Aprovechando el reciente establecimiento de relaciones diplomáticas entre Myanmar (antigua Birmania, sometida a una dictadura militar desde hace más de cincuenta años) y la Santa Sede, el papa Francisco ha sido el primer pontífice en realizar un viaje apostólico a dicho país, viaje caracterizado por la escasez de actos, el tono eminentemente institucional de los mismos, y el protagonismo que han tenido los encuentros a puerta cerrada, algunos de ellos fuera de agenda.
El 27 de noviembre llegaba el Sumo Pontífice a este país del sureste asiático para «expresar la cercanía de Cristo y de la Iglesia a un pueblo que ha sufrido a causa de conflictos y represiones, y que ahora está lentamente caminando hacia una nueva condición de libertad y de paz». Para orientarse en este camino el Papa propuso la figura de Jesús crucificado como brújula segura: «En la cruz encontramos la sabiduría que puede guiar nuestras vidas con la luz que proviene de Dios». «Sé que la Iglesia en Myanmar ya está haciendo mucho para llevar a otros el bálsamo saludable de la misericordia de Dios, especialmente a los más necesitados. Hay muestras claras de que, incluso con medios muy limitados, muchas comunidades anuncian el Evangelio a otras minorías tribales, sin forzar ni coaccionar, sino siempre invitando y acogiendo. En medio de tanta pobreza y dificultades, muchos de vosotros ofrecéis ayuda práctica y solidaridad a los pobres y a los que sufren. Con el servicio diario de vuestros obispos, sacerdotes, religiosos y catequistas, y en particular a través de la encomiable labor de la Catholic Karuna Myanmar y de la generosa asistencia proporcionada por las Obras Misionales Pontificias, la Iglesia en este país está ayudando a un gran número de hombres, mujeres y niños, sin distinción de religión u origen étnico. Soy testigo de que la Iglesia aquí está viva, que Cristo está vivo y está aquí con vosotros y con vuestros hermanos y hermanas de otras comunidades cristianas. Os animo a seguir compartiendo con los demás la valiosa sabiduría que habéis recibido, el amor de Dios que brota del Corazón de Jesús».
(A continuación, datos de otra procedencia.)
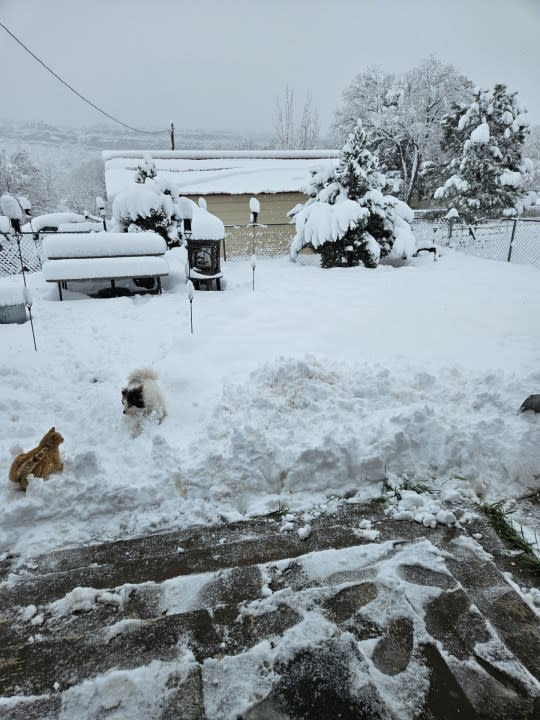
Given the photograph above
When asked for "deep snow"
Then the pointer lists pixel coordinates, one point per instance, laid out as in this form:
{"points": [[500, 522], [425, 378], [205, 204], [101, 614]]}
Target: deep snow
{"points": [[318, 383]]}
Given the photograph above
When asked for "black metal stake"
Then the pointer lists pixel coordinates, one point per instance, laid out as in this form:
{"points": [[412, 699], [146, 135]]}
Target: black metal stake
{"points": [[18, 239], [512, 241], [32, 326]]}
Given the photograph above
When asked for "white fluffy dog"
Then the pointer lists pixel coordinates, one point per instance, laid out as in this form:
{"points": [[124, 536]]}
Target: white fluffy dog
{"points": [[142, 398]]}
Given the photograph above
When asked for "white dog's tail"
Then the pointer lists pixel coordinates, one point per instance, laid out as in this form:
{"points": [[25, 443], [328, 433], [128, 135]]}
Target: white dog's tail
{"points": [[139, 376]]}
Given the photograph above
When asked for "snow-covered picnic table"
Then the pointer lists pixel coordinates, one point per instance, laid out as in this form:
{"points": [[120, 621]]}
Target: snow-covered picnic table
{"points": [[104, 256]]}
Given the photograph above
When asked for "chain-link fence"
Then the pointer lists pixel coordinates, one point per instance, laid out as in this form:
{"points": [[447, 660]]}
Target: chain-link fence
{"points": [[10, 259], [514, 240], [508, 240], [273, 240]]}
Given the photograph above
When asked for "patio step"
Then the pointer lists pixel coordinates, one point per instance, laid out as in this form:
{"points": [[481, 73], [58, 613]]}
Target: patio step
{"points": [[337, 624]]}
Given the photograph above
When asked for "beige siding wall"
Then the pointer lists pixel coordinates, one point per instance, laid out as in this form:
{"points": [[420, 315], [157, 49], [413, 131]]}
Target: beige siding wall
{"points": [[234, 209]]}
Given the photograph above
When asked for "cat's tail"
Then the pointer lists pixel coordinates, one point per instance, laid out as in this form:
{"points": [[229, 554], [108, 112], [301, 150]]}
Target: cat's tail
{"points": [[142, 374]]}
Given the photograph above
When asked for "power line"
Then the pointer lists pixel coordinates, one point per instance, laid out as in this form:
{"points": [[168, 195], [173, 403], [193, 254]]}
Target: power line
{"points": [[86, 100]]}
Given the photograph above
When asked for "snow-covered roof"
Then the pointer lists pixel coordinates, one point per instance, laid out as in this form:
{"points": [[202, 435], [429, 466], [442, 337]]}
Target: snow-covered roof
{"points": [[228, 172], [206, 226], [52, 220]]}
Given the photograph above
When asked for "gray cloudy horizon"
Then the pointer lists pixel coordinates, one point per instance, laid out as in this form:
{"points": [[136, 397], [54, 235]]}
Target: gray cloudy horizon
{"points": [[220, 65]]}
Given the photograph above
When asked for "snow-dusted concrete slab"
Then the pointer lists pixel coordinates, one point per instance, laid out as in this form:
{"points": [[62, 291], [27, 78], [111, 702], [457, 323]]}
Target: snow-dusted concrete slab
{"points": [[257, 620]]}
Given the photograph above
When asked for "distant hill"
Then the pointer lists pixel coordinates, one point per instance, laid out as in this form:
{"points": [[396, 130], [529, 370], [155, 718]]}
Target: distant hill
{"points": [[70, 146]]}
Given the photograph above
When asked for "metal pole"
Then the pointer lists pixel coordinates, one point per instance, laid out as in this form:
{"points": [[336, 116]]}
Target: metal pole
{"points": [[512, 240], [18, 238], [32, 326]]}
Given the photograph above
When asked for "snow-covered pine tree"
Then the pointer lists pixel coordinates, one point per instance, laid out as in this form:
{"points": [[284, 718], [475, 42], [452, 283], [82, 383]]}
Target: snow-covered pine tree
{"points": [[347, 219], [485, 173]]}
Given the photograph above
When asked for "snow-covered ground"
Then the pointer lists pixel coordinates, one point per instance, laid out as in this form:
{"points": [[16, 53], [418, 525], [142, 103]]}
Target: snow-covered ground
{"points": [[317, 384]]}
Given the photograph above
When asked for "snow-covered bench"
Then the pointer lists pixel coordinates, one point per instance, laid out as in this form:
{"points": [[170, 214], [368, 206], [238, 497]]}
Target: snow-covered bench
{"points": [[105, 256]]}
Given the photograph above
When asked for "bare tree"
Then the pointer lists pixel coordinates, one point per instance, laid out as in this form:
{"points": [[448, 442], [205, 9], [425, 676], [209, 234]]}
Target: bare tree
{"points": [[86, 182], [284, 131], [309, 128], [287, 134], [402, 115]]}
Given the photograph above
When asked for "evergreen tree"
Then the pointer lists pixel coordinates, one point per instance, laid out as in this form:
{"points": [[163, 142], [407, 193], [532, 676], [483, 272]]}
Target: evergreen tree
{"points": [[347, 219], [485, 174]]}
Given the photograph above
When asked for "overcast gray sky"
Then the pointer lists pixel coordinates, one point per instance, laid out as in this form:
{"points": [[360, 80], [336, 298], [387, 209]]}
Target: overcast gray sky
{"points": [[220, 64]]}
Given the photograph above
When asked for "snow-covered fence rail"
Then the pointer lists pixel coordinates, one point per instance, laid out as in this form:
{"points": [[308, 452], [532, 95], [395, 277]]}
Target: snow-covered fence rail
{"points": [[513, 240], [272, 240]]}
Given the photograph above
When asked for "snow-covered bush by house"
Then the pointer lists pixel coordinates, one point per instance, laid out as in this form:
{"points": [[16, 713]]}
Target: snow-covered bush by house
{"points": [[148, 205], [347, 218], [485, 174], [146, 170], [143, 207]]}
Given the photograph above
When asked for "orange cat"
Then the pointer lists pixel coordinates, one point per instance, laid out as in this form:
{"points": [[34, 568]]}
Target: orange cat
{"points": [[40, 461]]}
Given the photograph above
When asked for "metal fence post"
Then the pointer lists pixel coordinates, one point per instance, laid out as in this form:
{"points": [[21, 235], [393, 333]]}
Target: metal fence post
{"points": [[512, 240]]}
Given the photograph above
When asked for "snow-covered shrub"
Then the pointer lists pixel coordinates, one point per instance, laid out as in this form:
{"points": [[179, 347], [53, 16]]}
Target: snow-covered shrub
{"points": [[485, 175], [142, 207], [347, 218]]}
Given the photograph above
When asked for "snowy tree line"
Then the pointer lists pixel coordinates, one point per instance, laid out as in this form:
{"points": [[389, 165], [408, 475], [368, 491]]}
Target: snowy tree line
{"points": [[49, 187], [408, 118]]}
Tras su breve estancia en Myanmar, el 30 de noviembre continuó el papa Francisco su viaje hacia Bangladesh, donde pudo acercarse más a la gente, siendo testigo de la vitalidad y el fervor misionero de la Iglesia en esta nación que cuenta únicamente con unos 375.000 (0,24% de la población).
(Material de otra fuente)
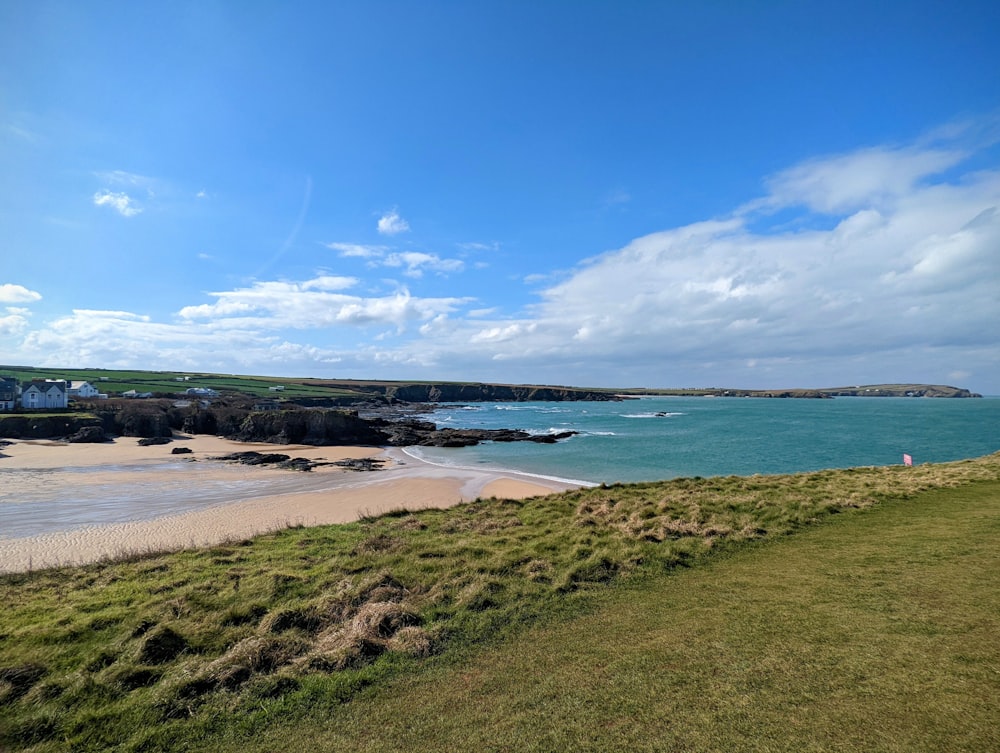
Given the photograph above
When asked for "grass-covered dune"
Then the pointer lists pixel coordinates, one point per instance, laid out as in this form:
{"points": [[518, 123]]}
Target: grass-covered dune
{"points": [[632, 622]]}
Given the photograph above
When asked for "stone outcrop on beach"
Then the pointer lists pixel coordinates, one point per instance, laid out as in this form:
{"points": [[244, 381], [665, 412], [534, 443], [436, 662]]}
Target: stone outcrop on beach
{"points": [[88, 435], [30, 426], [425, 434], [469, 392]]}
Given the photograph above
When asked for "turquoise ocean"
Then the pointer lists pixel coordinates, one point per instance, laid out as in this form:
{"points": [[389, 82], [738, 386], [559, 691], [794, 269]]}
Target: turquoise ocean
{"points": [[667, 437]]}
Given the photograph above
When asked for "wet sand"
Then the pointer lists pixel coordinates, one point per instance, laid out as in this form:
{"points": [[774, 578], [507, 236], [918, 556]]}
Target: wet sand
{"points": [[235, 501]]}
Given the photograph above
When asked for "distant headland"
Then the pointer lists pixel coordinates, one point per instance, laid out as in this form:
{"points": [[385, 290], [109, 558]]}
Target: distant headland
{"points": [[862, 390]]}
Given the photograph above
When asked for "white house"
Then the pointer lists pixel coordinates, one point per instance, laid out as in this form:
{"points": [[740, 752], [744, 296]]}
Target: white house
{"points": [[201, 392], [8, 393], [82, 389], [40, 394]]}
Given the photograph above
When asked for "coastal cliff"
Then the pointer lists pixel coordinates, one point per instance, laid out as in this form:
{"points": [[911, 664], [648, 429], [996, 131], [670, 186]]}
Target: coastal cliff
{"points": [[470, 392]]}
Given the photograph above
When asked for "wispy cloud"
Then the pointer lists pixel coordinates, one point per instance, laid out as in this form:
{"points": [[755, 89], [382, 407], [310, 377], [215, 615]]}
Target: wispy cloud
{"points": [[313, 304], [391, 223], [119, 201], [357, 249], [10, 293], [415, 263], [494, 246]]}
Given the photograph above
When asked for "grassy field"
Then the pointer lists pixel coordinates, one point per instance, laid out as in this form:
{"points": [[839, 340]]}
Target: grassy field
{"points": [[115, 382], [669, 616]]}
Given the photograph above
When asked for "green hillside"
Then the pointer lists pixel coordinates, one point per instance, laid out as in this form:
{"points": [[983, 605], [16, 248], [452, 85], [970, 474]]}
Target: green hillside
{"points": [[612, 618]]}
En su primer día en Bangladesh el Santo Padre aludió al drama de los llamados rohinyá, de los cuales se calcula que han huido seiscientos mil de Myanmar hacia Bangladesh, agradeciendo a este país todo el esfuerzo y sacrificios realizados para acoger a los refugiados y solicitando ayuda a la comunidad internacional para frenar esta crisis humanitaria.
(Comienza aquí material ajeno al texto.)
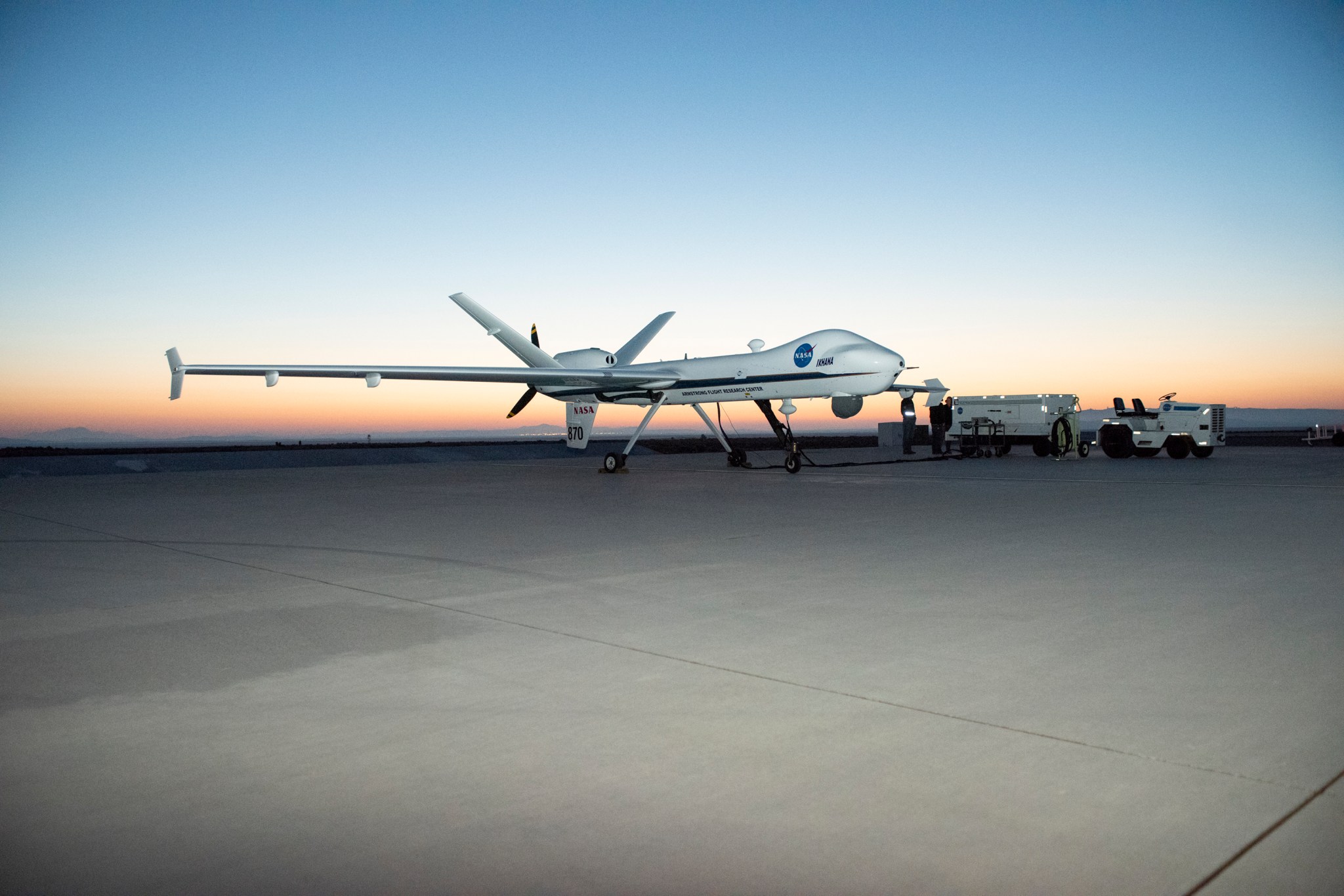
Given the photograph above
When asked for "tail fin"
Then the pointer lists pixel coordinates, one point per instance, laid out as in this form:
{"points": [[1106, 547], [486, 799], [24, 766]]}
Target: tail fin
{"points": [[175, 369], [936, 391], [628, 352], [514, 342]]}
El momento central de la visita tuvo lugar el 1 de diciembre con la celebración eucarística en el parque Suhrawardy Udyan de Dacca, durante la cual el Papa ordenó presbíteros a 16 diáconos del único seminario mayor del país, que acoge actualmente a cuatrocientos seminaristas, exhortándoles a configurarse con Cristo, sumo y eterno sacerdote. Al día siguiente, último de su viaje, el Pontífice se reunió con los sacerdotes, religiosos y personas consagradas –tras realizar una entrañable visita a la casa que las Hermanas de la Caridad tienen en Dacca– a los que animó a cuidar de su vocación, como se cuida a un niño o a un anciano. La vocación es una semilla sembrada por Dios y que Él hace crecer y se cuida «con ternura humana» porque es con ternura como nos cuida Dios. Sin embargo, el Papa advirtió también contra la «otra semilla», la sembrada por el enemigo, de noche.
Y ya antes de partir hacia Roma, el Santo Padre mantuvo un encuentro con los jóvenes, valorando su entusiasmo pero alertándoles sobre el falso optimismo. «Aseguraos de elegir el sendero justo, (…) saber “viajar” en la vida y no “vagar” sin rumbo. Nuestra vida tiene una dirección, un fin que nos ha dado Dios. Él nos guía, orientándonos con su gracia. (…) Lo único que nos orienta y nos hace ir hacia adelante por el sendero justo es la sabiduría, la sabiduría que nace de la fe. No es la falsa sabiduría de este mundo. Es la sabiduría que se vislumbra en los ojos de los padres y abuelos que han puesto su confianza en Dios. (…) Recibimos esta sabiduría cuando comenzamos a ver las cosas con los ojos de Dios, a escuchar a los demás con los oídos de Dios, a amar con el Corazón de Dios y a valorar las cosas con los valores de Dios. Esta sabiduría nos ayuda a reconocer y a rechazar las falsas promesas de felicidad. Y hay tantas. Una cultura que hace falsas promesas no puede liberar, sólo conduce a un egoísmo que nos llena el corazón de oscuridad y amargura. (…) La sabiduría de Dios nos abre a los demás. Nos ayuda a mirar más allá de nuestras comodidades personales y de las falsas seguridades que nos convierten en ciegos frente a los grandes ideales que hacen la vida más bella y digna de ser vivida. (…) La sabiduría de Dios refuerza en nosotros la esperanza y nos ayuda a afrontar el futuro con valentía».